In reply, I remarked that perhaps the best indicator of the reverence that the British people had toward the monarchy at that particular moment in time was the eulogy that Laurence Olivier delivered on the death of George VI, Queen Elizabeth’s father, the previous year.

Olivier’s speech was recorded, and later issued as a commercial LP on the Caedmon label, which is how I happened to hear it. It may well rank as one of the actor’s best performances, particularly since on this occasion he wrote his own lines.

Olivier opens on a note of high drama:

“The king is dead, long live the king!" has been an oft-repeated cry in the night through the centuries of British history…The phrase carries with it all the clattering horses’ hooves, the clanging gates, the hurried whispers, the bright shouts, the lights and the darknesses of our island history…

But soon his tone becomes less histrionic and more personal:

The emotions of the last few days have brought forth a question which is being asked quite frequently: What does it mean to have a king?
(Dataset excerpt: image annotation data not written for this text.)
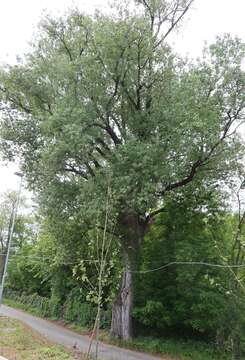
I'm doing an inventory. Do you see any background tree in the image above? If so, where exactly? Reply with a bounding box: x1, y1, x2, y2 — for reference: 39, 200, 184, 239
0, 0, 245, 339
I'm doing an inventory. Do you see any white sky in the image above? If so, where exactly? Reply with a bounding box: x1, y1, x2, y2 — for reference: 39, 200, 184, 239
0, 0, 245, 192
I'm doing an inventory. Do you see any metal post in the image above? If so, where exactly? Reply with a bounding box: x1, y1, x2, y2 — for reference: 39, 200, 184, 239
0, 173, 23, 306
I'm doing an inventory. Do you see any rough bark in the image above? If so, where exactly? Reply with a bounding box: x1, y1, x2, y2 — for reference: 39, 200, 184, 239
111, 255, 133, 340
111, 214, 146, 340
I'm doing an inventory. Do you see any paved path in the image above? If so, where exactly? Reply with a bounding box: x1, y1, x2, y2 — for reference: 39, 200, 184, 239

And how is it possible for whole nations to feel a personal sense of grief in the passing of one who must be for all except a very few no more than a symbol? A symbol, moreover, which is immediately carried on, uninterrupted by death.

I think I can express what is felt: The idea of a representative personage with the constitutional right to advise, born to his task and therefore entirely beyond the reach of party political influences, is very attractive and comfortable to us—and invites us to believe in the possible ideal of a man in authority…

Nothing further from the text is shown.